Regulations 46 and 47 of the Air India Employees Service Regulations[1] were challenged in this situation[2]. With the challenge being posed on the grounds that the above regulation created a significant degree of disparity between male and female employees on a variety of grounds such as promotional avenues, differential retirement ages, conditions pertaining to termination of Air hostesses services in cases of pregnancy or marriage (retirement age for them was 35 years as opposed to 58 for their “maternal” counterparts), and conditions pertaining to termination of Air hostesses services in cases of pregnancy or marriage (retirement age for them A more practical issue concerned the Managing Director’s discretionary powers under Regulation 47, which enabled him to raise the retirement age at his discretion. The petitioners contend that this is an arbitrary aspect.

Procedural History

The case was taken before the Supreme Court in the form of a writ petition. With previous versions of the case having been brought before the National Industrial Tribunals (the Khosla Tribunal in 1965 and the Mahesh Tribunal in 1972),


The India Constitution, Article 14

Before the constitution, there is equality.
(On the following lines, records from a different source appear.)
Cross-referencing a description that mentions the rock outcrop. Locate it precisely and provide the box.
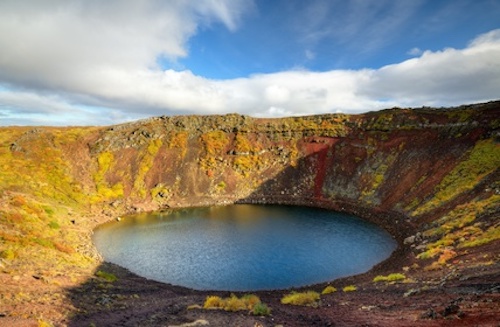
[0,102,500,326]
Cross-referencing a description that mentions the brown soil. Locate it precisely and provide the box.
[0,215,500,327]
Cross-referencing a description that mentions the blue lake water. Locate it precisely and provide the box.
[94,205,396,291]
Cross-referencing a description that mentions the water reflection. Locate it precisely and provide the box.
[94,205,396,291]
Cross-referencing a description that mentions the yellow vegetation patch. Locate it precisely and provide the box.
[281,291,320,307]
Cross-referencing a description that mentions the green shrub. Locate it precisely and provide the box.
[95,270,118,283]
[252,302,271,316]
[281,291,320,307]
[342,285,358,292]
[203,295,224,309]
[224,295,247,312]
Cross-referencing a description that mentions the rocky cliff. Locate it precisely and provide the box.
[0,102,500,326]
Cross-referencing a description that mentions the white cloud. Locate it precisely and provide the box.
[407,47,423,56]
[0,0,500,125]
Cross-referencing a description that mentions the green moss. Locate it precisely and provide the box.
[373,273,406,283]
[281,291,320,307]
[413,139,500,215]
[342,285,358,292]
[321,285,337,294]
[95,270,118,283]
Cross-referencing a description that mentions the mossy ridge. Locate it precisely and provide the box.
[417,194,500,268]
[412,139,500,215]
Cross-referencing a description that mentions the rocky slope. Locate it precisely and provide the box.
[0,102,500,326]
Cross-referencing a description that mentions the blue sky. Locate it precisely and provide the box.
[0,0,500,125]
[179,0,500,79]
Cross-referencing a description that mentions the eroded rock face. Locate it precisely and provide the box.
[0,102,500,325]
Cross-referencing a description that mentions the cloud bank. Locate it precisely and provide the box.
[0,0,500,125]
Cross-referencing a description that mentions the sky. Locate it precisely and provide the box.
[0,0,500,126]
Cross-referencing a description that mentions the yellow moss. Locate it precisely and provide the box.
[342,285,358,292]
[413,139,500,215]
[321,285,337,294]
[373,273,406,283]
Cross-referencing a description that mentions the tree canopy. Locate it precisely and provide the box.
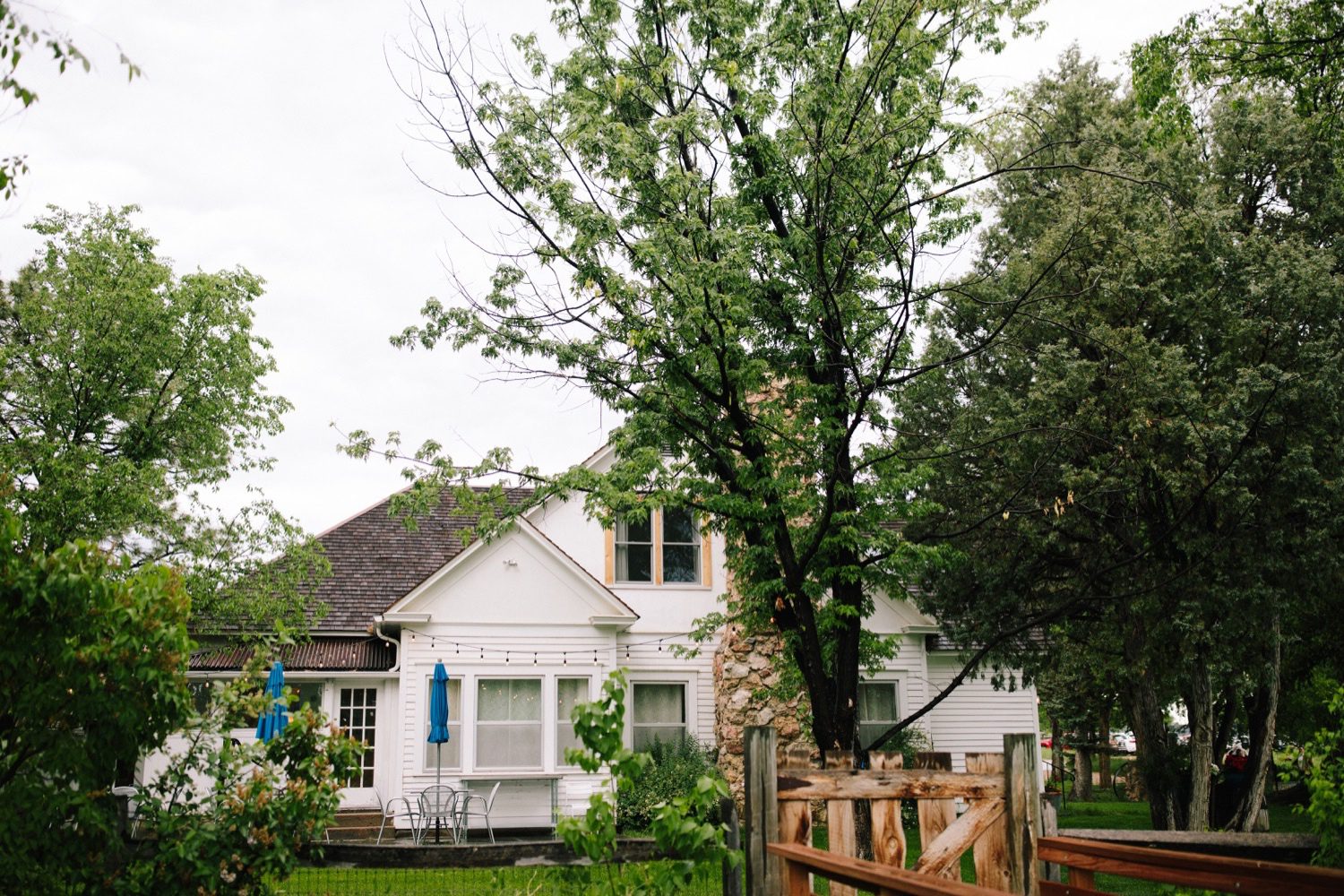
[0,207,322,631]
[906,39,1344,829]
[376,0,1037,750]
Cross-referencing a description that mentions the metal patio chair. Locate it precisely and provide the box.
[374,788,419,845]
[416,785,461,844]
[459,780,504,844]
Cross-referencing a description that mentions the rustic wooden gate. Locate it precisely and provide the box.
[745,727,1042,896]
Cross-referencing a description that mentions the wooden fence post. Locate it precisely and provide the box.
[825,751,859,896]
[1004,735,1042,896]
[967,753,1008,892]
[868,753,906,868]
[719,797,742,896]
[742,726,784,896]
[916,753,961,880]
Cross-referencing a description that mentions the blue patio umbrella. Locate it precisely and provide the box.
[429,662,449,844]
[257,659,289,742]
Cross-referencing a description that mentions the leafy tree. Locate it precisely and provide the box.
[366,0,1059,750]
[0,511,191,892]
[906,55,1344,828]
[0,207,322,622]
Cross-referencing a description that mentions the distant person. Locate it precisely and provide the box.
[1223,745,1249,788]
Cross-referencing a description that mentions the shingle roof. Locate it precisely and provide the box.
[312,489,532,635]
[188,638,397,672]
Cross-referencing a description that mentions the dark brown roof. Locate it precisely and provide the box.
[314,489,532,634]
[188,638,397,672]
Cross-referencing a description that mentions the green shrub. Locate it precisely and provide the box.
[616,737,723,834]
[1303,688,1344,866]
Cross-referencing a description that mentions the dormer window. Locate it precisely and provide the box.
[607,508,709,584]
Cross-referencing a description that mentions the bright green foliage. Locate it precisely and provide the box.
[0,207,323,625]
[1303,688,1344,868]
[556,669,736,896]
[0,511,359,893]
[616,737,723,834]
[384,0,1037,750]
[0,511,191,893]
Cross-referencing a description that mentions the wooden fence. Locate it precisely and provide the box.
[745,727,1042,896]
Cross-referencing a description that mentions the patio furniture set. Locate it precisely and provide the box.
[376,780,500,844]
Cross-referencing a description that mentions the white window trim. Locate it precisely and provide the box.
[473,670,556,772]
[859,672,906,747]
[625,670,704,750]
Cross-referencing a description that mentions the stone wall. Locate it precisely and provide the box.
[714,624,812,807]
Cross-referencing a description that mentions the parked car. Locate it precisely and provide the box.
[1110,731,1139,753]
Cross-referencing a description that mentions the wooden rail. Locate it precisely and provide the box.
[766,844,999,896]
[745,727,1042,896]
[1038,837,1344,896]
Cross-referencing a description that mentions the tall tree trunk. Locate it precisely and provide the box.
[1183,651,1214,831]
[1231,616,1284,831]
[1050,716,1064,790]
[1097,696,1112,790]
[1074,731,1094,802]
[1120,618,1185,831]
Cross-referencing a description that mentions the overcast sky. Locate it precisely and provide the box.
[0,0,1206,530]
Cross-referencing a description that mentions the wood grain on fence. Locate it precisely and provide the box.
[967,753,1008,892]
[916,753,957,880]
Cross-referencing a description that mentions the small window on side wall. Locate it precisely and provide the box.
[859,681,900,750]
[631,681,688,751]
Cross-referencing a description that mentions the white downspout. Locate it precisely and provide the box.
[374,616,402,672]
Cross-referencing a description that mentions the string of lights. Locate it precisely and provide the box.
[403,627,682,667]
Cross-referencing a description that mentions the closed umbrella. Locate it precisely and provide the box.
[257,659,289,742]
[429,662,449,844]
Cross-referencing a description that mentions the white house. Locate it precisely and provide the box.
[170,450,1037,828]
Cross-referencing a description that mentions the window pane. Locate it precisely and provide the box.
[663,544,701,582]
[859,681,897,721]
[634,684,685,727]
[663,508,701,544]
[633,726,687,750]
[616,544,653,582]
[476,723,542,769]
[556,678,589,766]
[616,514,653,543]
Inside India’s borders, the state shall not grant anybody equality before the law or equal treatment under the law. Discrimination on the basis of religion, race, caste, sex, or place of birth is prohibited.

The India Constitution, Article 15

Article 15(1) of the Indian constitution prohibits the state from discriminating against any person.

The State shall not discriminate against any person solely on the basis of religion, colour, caste, sex, birthplace, or any combination of these factors.

The India Constitution, Article 16

Regulation 46 Air India Employees Service Regulations:

Equality of Opportunity in Public Jobs

Age at When You Will Retire: Except as provided in sub-regulation (ii) hereof, an employee shall retire from the Corporation’s service when he or she reaches the age of 58 years, unless the following circumstances apply: only in terms of religion, ethnicity, caste, and gender

An Air Hostess when she reaches the age of 35, or when she marries within four years of service, or when she has her first child, whichever comes first.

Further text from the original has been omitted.